Most ATAIs (approximately 90%) occur along the antero-medial aspect of the aortic isthmus [7]. The CT signs of ATAI can be either direct or indirect, based on the presence or absence of signs of alteration of the aortic wall itself, as summarized in Table 1 [8]. The diagnostic accuracy of CT has been found to be 100% in the presence of direct signs [12]. Patients with direct signs of ATAI on MDCT require no further imaging to avoid delays in timely management.
Direct signs are defined on the basis of degree of injury to aortic wall with intimal, medial, and adventitial injuries displaying different radiological manifestations [4,13,14]. These include the presence of an intimal flap, intraluminal and mural thrombus, focal-wall outpouching, aortic dissection, abnormal aortic contours, sudden changes in aortic caliber (aortic “pseudocoarctation”), and periaortic contrast extravasation [4,13,14].

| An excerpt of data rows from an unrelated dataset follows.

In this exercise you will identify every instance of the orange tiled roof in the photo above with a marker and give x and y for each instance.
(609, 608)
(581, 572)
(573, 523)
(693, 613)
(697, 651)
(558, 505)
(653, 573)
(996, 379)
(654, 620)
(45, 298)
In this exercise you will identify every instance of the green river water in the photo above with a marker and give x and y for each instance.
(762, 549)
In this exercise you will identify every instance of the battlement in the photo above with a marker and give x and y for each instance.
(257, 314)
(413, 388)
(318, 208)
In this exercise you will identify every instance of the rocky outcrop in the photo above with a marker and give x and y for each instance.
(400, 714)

An intimal flap is seen as a linear filling defect within the aortic lumen as a result of an intimal tear (Fig. 2) [17]. An intraluminal thrombus appears as a globular, intraluminal filling defect representing a thrombus secondary to intimal damage (Fig. 3) [14]. An intramural hematoma is visualized as a hyperdense crescent in the aortic wall (Fig. 4) [9].

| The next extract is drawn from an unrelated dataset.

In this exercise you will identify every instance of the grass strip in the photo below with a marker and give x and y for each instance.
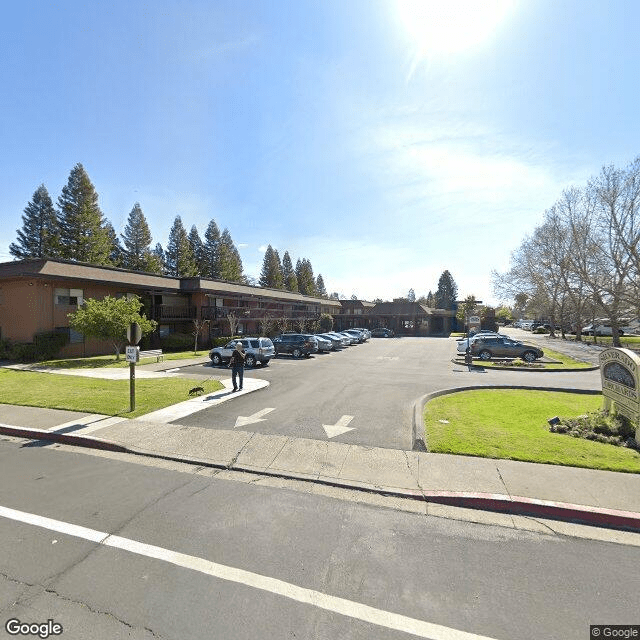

Focal-wall outpouching or an abnormal aortic contour (pseudoaneurysm), as depicted in Fig. 5, reflects focal damage to both the tunica intima and media, with adventitia remaining as the outermost intact layer retaining blood [17]. Focal-wall outpouching is the result of the highly compliant nature of the adventitia, which is at risk of rupture if not treated. Harris et al. [26] developed a risk score for assessing aortic stability and prognostications regarding rupture; the parameters include admission lactate >4 millimoles, pseudoaneurysm/normal aortic diameter ratio >1.4 (Fig. 6), and mediastinal hematoma thickness along the descending thoracic aorta >10 mm. They concluded that there is an increased risk of aortic rupture in the presence of any two of these factors [26]. Untreated or undiagnosed injuries can develop into chronic pseudoaneurysms in 1% to 2% of patients [6], who may be thrombosed with dense peripheral calcification [25].

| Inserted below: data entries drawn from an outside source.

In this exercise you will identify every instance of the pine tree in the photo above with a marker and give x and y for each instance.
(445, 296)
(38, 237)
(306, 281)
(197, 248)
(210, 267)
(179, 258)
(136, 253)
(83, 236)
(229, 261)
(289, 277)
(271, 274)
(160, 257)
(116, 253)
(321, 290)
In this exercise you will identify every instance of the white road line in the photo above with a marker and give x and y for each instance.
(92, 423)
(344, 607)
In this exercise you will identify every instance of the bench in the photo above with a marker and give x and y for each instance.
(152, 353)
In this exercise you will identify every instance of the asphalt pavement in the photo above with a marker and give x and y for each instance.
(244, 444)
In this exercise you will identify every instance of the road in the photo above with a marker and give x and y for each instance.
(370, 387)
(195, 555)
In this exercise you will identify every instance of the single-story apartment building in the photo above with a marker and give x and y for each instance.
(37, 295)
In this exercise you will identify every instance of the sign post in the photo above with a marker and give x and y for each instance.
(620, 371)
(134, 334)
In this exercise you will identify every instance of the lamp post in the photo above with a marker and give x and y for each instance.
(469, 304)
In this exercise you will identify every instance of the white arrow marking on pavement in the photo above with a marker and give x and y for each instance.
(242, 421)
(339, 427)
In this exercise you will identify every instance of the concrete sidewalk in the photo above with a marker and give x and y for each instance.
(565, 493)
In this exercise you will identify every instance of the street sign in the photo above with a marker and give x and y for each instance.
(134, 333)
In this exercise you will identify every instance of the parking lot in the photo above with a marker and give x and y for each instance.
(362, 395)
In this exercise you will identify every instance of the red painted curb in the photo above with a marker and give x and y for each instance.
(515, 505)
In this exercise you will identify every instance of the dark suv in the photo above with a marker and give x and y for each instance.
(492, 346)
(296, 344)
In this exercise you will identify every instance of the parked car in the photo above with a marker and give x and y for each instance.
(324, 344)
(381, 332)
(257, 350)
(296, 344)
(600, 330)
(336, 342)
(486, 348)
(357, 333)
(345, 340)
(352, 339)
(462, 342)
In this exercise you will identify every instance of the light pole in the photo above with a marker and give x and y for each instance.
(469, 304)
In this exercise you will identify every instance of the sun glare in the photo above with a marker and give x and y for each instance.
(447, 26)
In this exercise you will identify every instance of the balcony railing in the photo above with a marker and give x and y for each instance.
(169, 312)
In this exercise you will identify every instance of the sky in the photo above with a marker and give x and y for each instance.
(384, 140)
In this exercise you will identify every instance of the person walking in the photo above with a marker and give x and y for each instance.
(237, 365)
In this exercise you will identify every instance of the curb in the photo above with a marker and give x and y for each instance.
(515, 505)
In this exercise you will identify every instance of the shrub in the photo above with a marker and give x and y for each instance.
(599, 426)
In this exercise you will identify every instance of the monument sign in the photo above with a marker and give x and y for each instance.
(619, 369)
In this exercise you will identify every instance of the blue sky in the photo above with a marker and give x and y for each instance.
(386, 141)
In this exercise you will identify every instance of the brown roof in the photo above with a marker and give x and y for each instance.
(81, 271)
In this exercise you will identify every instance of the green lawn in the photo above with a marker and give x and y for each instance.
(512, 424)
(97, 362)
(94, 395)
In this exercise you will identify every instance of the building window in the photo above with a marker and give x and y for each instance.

Periaortic contrast extravasation is the most apparent direct sign and represents a tear of the full thickness of the aorta (Fig. 7). It is essential to understand that the absence of active extravasation does not exclude an aortic transection, as intraluminal contrast within a completely transected aorta remains within the confines of the periaortic connective tissue.
Indirect signs include periaortic hematoma (mediastinal hematoma in the thorax and retroperitoneal hematoma in the abdomen), as depicted in Fig. 8, and are usually a result of the avulsion of perivascular veins from the arterial vasa vasorum rather than extravasation of intraluminal blood from the vessel itself [4,13,14,25]. In an ATAI, the hematoma is in direct contact with the aorta, with an indistinct intervening fat plane between hematoma and aorta. This finding helps exclude mediastinal hematoma due to venous mediastinal bleeding, sternal/vertebral body fractures, or intercostal arteries hematoma [4,14,25]. In the presence of such periaortic hematomas, physicians should look for signs of direct aortic injury. However, an ATAI may be present despite nonvisualization of periaortic mediastinal hematoma when the injury is confined to the intima. Periaortic hematoma in the absence of direct signs of aortic injury could be due to an occult intimal injury. Intravascular ultrasound or transesophageal echocardiography can supply definitive details in such cases [9].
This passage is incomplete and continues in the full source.